Igual no todo es obscuro. Me consta que existe gente noble entre los consumidores de pizza hawaiana. A varios de ellos los estimo y algunos incluso pertenecen a mi familia. Esto no impide que mire el fenómeno de manera objetiva y pueda concluir que todos ellos merecen ser condenados a la pena capital, con el aseguramiento previo de que ninguno de ellos haya dejado descendencia.
Ante el ambiente de depravación al que estamos sujetos, no queda otra que tomar medidas severas. Y hay que hacerlo de manera urgente, antes de que una raza alienígena venga a darse cuenta de lo bajo que hemos caído como especie. Es necesario instalar un plan de contingencia a escala global, pero antes se deberá promover un proyecto sólido en la agenda de las mayores cumbres de política internacional. Ha llegado el momento en el que los Caballeros del Pepperoni se unan para plantar cara al eje del mal.

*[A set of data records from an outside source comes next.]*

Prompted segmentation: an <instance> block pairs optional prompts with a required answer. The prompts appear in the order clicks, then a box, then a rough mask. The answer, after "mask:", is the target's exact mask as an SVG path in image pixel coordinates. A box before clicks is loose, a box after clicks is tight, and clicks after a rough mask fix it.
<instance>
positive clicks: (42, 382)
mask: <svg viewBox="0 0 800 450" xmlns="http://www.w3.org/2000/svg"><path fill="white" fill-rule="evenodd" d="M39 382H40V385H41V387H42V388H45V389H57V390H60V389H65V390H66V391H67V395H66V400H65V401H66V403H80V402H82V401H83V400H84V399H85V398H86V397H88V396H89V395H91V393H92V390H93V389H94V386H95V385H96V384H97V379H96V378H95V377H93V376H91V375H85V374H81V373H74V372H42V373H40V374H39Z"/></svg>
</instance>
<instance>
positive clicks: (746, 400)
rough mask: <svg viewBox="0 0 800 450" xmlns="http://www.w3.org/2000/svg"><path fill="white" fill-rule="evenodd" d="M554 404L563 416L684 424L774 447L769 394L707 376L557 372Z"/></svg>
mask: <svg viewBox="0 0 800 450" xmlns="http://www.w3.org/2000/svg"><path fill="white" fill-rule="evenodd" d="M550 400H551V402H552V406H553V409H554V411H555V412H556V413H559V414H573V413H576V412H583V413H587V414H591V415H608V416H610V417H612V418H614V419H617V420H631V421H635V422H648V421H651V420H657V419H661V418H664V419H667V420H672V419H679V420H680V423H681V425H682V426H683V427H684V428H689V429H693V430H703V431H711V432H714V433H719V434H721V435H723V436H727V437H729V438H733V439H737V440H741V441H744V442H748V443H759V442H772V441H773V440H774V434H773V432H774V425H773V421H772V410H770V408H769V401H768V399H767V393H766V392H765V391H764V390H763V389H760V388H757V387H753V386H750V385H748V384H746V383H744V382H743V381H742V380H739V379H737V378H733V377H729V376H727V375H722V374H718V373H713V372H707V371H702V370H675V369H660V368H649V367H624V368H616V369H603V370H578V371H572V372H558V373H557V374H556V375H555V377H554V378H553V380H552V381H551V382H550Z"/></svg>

Cierro con una confesión: alguna vez yo fui consumidor de pizza hawaiana. En los alocados años noventa, cuando la vida era rebelión y desenfreno. Era común que en las fiestas infantiles aparecieran estos personajes: niños que surgían de entre la sombras con sus ojos rojos para preguntar «¿quieres darle una mordidita?» mientras extendían la mano para ofrecerte un triángulo de pan con queso, piña y jamón encima. A veces uno aceptaba la oferta, presa de la emoción, aunque tarde o temprano acababas por darte cuenta de las consecuencias. Al degenere había que decirle que no.